Springbok legend Joost van der Westhuizen, 46, who in 2011 was diagnosed with motor neuron disease (MND), continues to fight as “our Superman,” following his admittance to hospital at the weekend.
According to the Van der Westhuizen’s J9 Foundation, the former rugby scrumhalf and Springbok captain was taken to hospital on Saturday.
“The family and friends of Joost ask that you all pray for him. He was taken to hospital earlier today and is in a critical condition,” the foundation said on its Facebook page. We ask that you all please respect the family’s time at the moment. When we have updates, we will let you know. For now, we ask that we all bow our heads in prayer. The latest post yesterday was that Van der Westhuizen was in the intensive care unit, in a ‘critical but stable condition.’ He is responding well to his loved ones and putting up an incredible fight.

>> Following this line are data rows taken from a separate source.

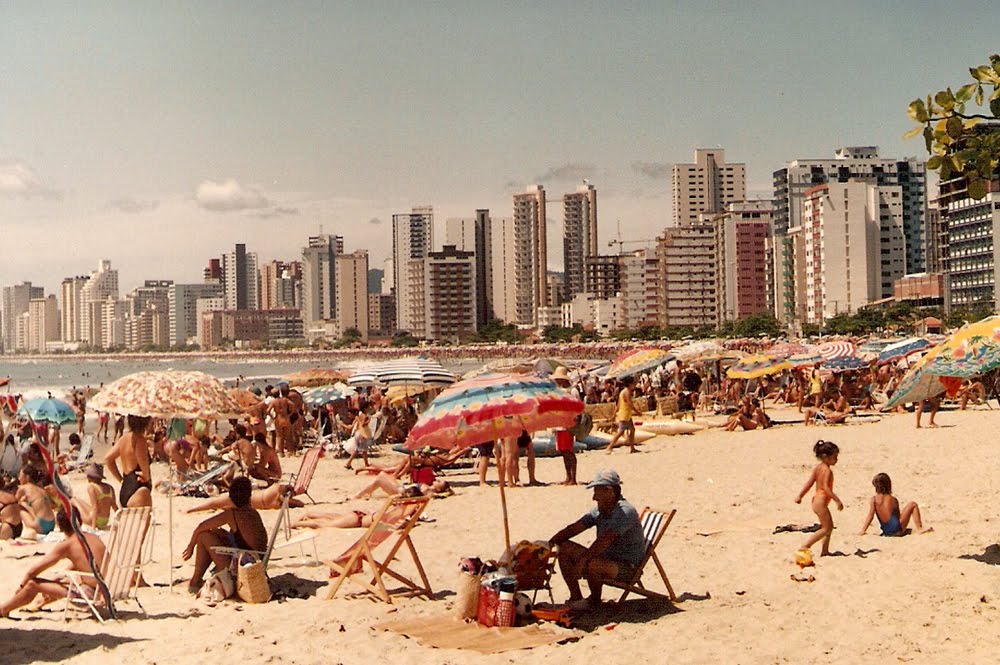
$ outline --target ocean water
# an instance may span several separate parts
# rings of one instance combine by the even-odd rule
[[[253,359],[227,359],[225,357],[209,358],[204,356],[170,356],[137,360],[130,358],[4,358],[0,364],[0,377],[10,377],[10,383],[0,391],[22,393],[27,397],[44,396],[51,392],[61,397],[72,389],[86,387],[100,388],[133,372],[150,370],[197,370],[210,374],[227,385],[235,385],[237,380],[243,387],[274,383],[282,376],[292,372],[324,367],[334,369],[351,369],[353,367],[371,364],[363,361],[338,362],[305,360],[275,356],[274,358],[256,357]],[[449,370],[461,375],[479,367],[482,361],[449,358],[442,360]]]

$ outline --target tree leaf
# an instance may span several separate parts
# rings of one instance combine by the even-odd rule
[[[917,122],[927,122],[927,107],[924,106],[924,100],[922,99],[914,99],[910,102],[910,106],[906,109],[906,112]]]
[[[962,128],[963,129],[972,129],[973,127],[975,127],[976,125],[979,124],[980,120],[982,120],[982,118],[969,118],[964,123],[962,123]]]
[[[973,178],[969,180],[969,196],[977,201],[986,198],[986,193],[989,188],[986,186],[986,181],[982,178]]]
[[[919,136],[920,134],[923,133],[923,131],[924,131],[924,128],[922,126],[918,125],[918,126],[914,127],[913,129],[911,129],[910,131],[908,131],[905,134],[903,134],[903,140],[905,141],[906,139],[912,139],[914,136]]]
[[[993,65],[993,71],[1000,74],[1000,55],[994,53],[990,56],[990,64]]]
[[[933,157],[931,157],[930,159],[927,160],[927,169],[929,171],[937,171],[939,168],[941,168],[941,158],[940,157],[938,157],[937,155],[934,155]]]
[[[1000,85],[998,85],[995,88],[993,88],[993,94],[990,95],[990,101],[992,102],[994,99],[998,99],[998,98],[1000,98]],[[982,104],[983,104],[983,101],[979,100],[979,105],[982,106]]]
[[[953,115],[948,118],[947,131],[948,136],[953,139],[962,138],[962,119],[957,115]]]
[[[980,65],[979,67],[972,67],[969,69],[969,73],[972,74],[972,78],[976,79],[981,83],[989,83],[993,80],[993,68],[988,65]]]
[[[979,87],[978,83],[968,83],[966,85],[963,85],[961,88],[958,89],[958,92],[955,93],[955,100],[964,104],[965,102],[972,99],[972,95],[976,93],[976,88],[978,87]]]
[[[955,108],[955,95],[951,94],[951,90],[942,90],[937,93],[934,95],[934,101],[945,111]]]
[[[1000,97],[990,100],[990,112],[994,118],[1000,118]]]
[[[979,106],[983,105],[983,86],[982,86],[982,84],[980,84],[979,87],[976,88],[976,104],[978,104]]]
[[[927,152],[931,151],[931,144],[934,142],[934,132],[931,131],[929,125],[924,126],[924,147],[927,148]]]
[[[941,160],[941,169],[938,173],[938,177],[940,177],[941,180],[947,180],[951,177],[951,160]]]

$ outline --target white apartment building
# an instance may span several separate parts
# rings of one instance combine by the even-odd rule
[[[640,249],[620,256],[619,265],[622,327],[635,330],[655,326],[660,293],[656,256]]]
[[[103,321],[92,320],[94,302],[118,299],[118,271],[111,268],[111,261],[102,259],[97,270],[90,273],[87,283],[80,290],[80,341],[102,347],[100,330]],[[103,310],[102,310],[103,311]]]
[[[337,321],[341,331],[356,328],[368,341],[368,250],[337,256]]]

He really is our Superman!” J9 wrote.
On January 30, the foundation addressed rumours on Van der Westhuizen’s condition, saying they caused him stress.
- The former scrumhalf played 89 Tests for the Springboks.
- He was instrumental in the Springbok squad that won the 1995 Rugby World Cup on home soil. ɳ
- He won two Currie Cup titles with the Blue Bulls, in 1998 and 2002.
- He won the Tri-Nations crown with the Boks in 1998.
- After retiring in 2003, he was inducted into the World Rugby Hall of Fame.
“There seems to be a lot of people out there who fabricate stories and share stuff without double-checking facts. They are adding to the problem. Please stop doing this. You cannot imagine the problems it causes for us and, more importantly, Joost and his family. The extra stress and admin, when it can be avoided, is selfish of those sharing these false stories.”
Last month, the Gauteng health department said it had joined forces with Van der Westhuizen in opening a clinic at Chris Hani Baragwanath Hospital, specialising in care for MND patients. There were no updates on Van der Westhuizen’s condition at the time of going to print.